With "notification options" I only want to be notified if the target is "down" or "unreachable", so I enter "d, u".
By clicking on "Submit" we save the installations.
On the next page we mark the entry "PING" in the text field "Advanced services (directly linked)" and push it with the upper arrow into the right window. Please don't forget to click "Save".
Now comes the stumbling block on which most users get stuck: so that our NEMS takes over the settings, a Nagios configuration file must first be created from the settings made, and this must then be made available.
So we click on "Generate Nagios config". Due to the few changes, this should go through without errors. Then we go to "Deploy".
If the deployment went through with 3 OK, we can look at our Adagios overview again:
The number of hosts has now increased to 2 and there are currently no faults. If we go to “Hosts” in the menu, both currently monitored hosts are displayed.
With the RaspBerry Pi, we have installed a cost-effective solution for network monitoring in a short time.
Now you can set up notification options, add devices and services, and more, as needed.
Nems also offers some nice "out-of-the-box" functions. It is e.g. possible to save the complete configuration of the NEMS system in a file via the browser. If the SD card or the RaspBerry Pi fails, it can be restored very quickly and easily.

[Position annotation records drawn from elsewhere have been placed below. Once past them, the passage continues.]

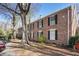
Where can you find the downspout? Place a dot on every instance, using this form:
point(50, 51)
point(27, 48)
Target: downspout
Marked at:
point(68, 27)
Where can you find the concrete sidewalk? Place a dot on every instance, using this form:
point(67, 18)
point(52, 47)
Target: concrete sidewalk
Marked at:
point(14, 49)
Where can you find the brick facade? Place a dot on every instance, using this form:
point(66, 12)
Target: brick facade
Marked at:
point(61, 27)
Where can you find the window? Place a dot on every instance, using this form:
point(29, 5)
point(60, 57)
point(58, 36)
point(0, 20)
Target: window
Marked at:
point(52, 20)
point(40, 24)
point(52, 34)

Also nice is the display at http: // nems / tv / which you can call up in any web browser to see the current status.
Of course there are still a lot of options and possibilities, but I hope this article has sparked your interest in the world of network monitoring.
To our contribution "we are online"have already given some expert readers feedback. The alternative solutions proposed are definitely superior to the NEMS system in all areas - however, the installation and setup with NEMS is so elegant that I wanted to present this solution.
Did you find today's post interesting? Feel free to leave a comment or write us via email.
I hope we were able to get some people to get their RaspBerry out of the drawer or box to try out the NEMS system.
So I say goodbye for today, and wish everyone a lot of fun with the handicrafts.